Draghi c’è, eccome, in questo provvedimento che porta la sua firma e condensa il suo approccio. Ma non è detto che l’artefice sia per forza anche l’attore del Dpcm. Non c’è bisogno dell’auto-celebrazione a reti unificate in occasioni simili. Anzi, l’autorevolezza di un premier si misura anche sulla base del senso della misura. E il non protagonismo spicciolo va registrato come una forma di discontinuità. Che spiazza tutti quelli, per esempio nel Pd, che sotto sotto ma neanche tanto sotto si auguravano di vedere riprodotta la politica di prima con altre mani e già cominciavano a dire: «In fondo, Draghi non fa che continuare su tutto la strategia di Conte». Ma figuriamoci. La presentazione dei Dpcm nell’ultimo anno somigliava ad happening. Serviva a misurare la popolarità del premier e a vederla rispecchiata, in interminabili nottate di retorica di Palazzo Chigi, nei like e nei commenti social. 


Ora questa nuova comunicazione non direttamente personalizzata non è in controtendenza soltanto rispetto alla stagione appena trascorsa. Promette di essere una rottura nei confronti dell’andazzo pluridecennale in cui l’essenzialità espressiva veniva considerata algida e respingente e il leader doveva essere una popstar o diventarlo: anche con risultati comici come nel caso di Monti che tracannò un maxi boccale di birra in tivvù e cullò tre le sue braccia il cagnolino Empty. Sembrava impossibile sottrarsi al circo e chi, ma forse nessuno, si azzardava a smarcarsi era considerato fuori moda. Eppure, ci sono silenzi comunicativamente eloquenti che in politica valgono assai più della continua sovraesposizione mediatica. Come insegna Angela Merkel la quale, guarda caso, governa da tantissimo tempo.

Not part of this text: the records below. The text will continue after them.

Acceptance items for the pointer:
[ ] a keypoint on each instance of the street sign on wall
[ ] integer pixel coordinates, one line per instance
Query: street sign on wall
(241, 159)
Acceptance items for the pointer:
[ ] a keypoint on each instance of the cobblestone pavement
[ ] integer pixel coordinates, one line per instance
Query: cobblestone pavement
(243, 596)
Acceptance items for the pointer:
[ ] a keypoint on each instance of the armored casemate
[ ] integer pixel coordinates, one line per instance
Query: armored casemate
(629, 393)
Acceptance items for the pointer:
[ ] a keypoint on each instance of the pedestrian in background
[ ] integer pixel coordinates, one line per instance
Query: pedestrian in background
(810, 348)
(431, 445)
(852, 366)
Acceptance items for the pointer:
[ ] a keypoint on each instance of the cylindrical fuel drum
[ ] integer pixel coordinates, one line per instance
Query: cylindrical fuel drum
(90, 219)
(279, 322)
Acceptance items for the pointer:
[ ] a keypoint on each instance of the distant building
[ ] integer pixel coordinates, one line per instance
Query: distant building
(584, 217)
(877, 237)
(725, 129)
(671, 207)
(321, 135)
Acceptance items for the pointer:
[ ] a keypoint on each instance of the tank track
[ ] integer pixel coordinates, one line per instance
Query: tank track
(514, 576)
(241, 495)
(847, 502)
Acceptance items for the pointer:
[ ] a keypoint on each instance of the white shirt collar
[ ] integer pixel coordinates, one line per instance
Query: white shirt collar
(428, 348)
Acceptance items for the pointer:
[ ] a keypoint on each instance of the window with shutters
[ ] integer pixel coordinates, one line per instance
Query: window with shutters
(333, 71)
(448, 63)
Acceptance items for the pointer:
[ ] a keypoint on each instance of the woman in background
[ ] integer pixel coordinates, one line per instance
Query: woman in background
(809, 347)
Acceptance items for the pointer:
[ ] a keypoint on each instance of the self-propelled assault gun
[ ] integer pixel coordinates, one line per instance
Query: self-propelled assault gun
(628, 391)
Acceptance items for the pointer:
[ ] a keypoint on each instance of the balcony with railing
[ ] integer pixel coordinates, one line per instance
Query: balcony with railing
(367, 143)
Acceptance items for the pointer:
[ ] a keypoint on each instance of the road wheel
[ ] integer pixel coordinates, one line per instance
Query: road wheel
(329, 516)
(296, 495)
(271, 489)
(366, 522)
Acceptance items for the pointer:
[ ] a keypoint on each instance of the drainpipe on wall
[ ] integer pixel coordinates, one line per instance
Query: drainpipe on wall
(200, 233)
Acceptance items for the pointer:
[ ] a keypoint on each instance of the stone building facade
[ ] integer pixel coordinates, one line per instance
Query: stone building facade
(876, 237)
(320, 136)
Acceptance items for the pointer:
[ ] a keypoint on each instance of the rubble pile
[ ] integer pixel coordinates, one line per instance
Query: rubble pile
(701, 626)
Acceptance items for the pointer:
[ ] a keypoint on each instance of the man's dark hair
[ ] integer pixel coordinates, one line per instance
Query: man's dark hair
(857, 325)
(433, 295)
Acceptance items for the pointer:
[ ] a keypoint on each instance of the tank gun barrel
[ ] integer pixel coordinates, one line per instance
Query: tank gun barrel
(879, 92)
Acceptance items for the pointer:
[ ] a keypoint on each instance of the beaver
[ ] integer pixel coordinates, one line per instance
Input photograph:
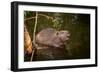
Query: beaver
(51, 45)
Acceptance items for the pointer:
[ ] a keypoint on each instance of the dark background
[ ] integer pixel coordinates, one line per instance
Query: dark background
(77, 24)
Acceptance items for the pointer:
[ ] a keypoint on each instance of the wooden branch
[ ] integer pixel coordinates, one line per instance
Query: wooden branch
(48, 17)
(29, 18)
(34, 35)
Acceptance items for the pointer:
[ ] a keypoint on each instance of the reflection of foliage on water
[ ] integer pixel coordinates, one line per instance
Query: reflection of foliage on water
(77, 24)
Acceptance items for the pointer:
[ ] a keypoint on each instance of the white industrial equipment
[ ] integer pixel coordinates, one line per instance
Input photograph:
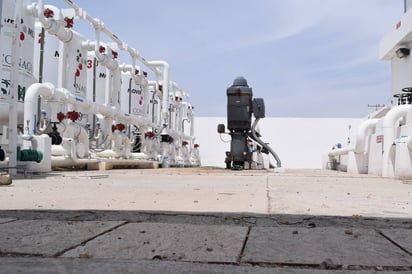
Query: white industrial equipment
(383, 143)
(67, 100)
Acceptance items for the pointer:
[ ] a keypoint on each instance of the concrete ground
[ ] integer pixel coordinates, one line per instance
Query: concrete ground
(205, 220)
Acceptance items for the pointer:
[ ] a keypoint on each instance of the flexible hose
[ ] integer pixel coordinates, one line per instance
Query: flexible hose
(257, 139)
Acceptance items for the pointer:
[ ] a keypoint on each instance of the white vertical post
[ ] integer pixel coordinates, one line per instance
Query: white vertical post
(15, 53)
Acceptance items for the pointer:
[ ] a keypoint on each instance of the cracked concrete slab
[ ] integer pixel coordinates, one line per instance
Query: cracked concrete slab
(98, 266)
(47, 238)
(329, 245)
(6, 220)
(183, 242)
(402, 237)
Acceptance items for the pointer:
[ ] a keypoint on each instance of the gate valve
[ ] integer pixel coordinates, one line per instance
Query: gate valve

Se in questa fase, come parrebbe, parleranno i fatti (insieme ai numeri) e si affermerà il metodo einaudiano del «conoscere per deliberare», il galoppante discredito della politica potrebbe rallentare la sua corsa. L’importante è decidere sulla base del discernimento e non servono recite. Proprio come è stato in questi giorni - Draghi lo sparigliatore - così ritmati ma senza musica neppure di sottofondo: fuori Arcuri, dentro Gabrielli e Curcio, e poi anche il generale Figliuolo; campagna anti Covid centralizzata nelle mani della Protezione civile; e insomma un cambio di passo sulla pandemia e sul resto, al netto di qualsiasi sparata nei media o di vuote enunciazioni da «faremo», «ci impegneremo a fare», «stiamo elaborando un piano per...». 


Draghi non ha detto alcunché sul Dpcm, e come informa la portavoce del premier il far parlare i ministri al suo posto «rappresenta lo spirito di squadra con cui il presidente opera». E neppure ha proferito pubblicamente parola all’ambasciata italiana presso la Santa Sede, sempre ieri, accogliendo i cardinali Parolin e Bassetti per la celebrazione dei Patti Lateranensi. E’ previsto un suo discorso in Senato il 24 marzo, in vista del Consiglio europeo del 25 e 26. C’è chi teme che, prima di allora, non apra bocca. E c’è chi invece se lo augura. Diventare laconici, ma sostanziosi, in un mondo sovraffollato di suoni, sarebbe l’unica rivoluzione sperabile. E quante cose accadrebbero in politica, se non ci fossero le parole.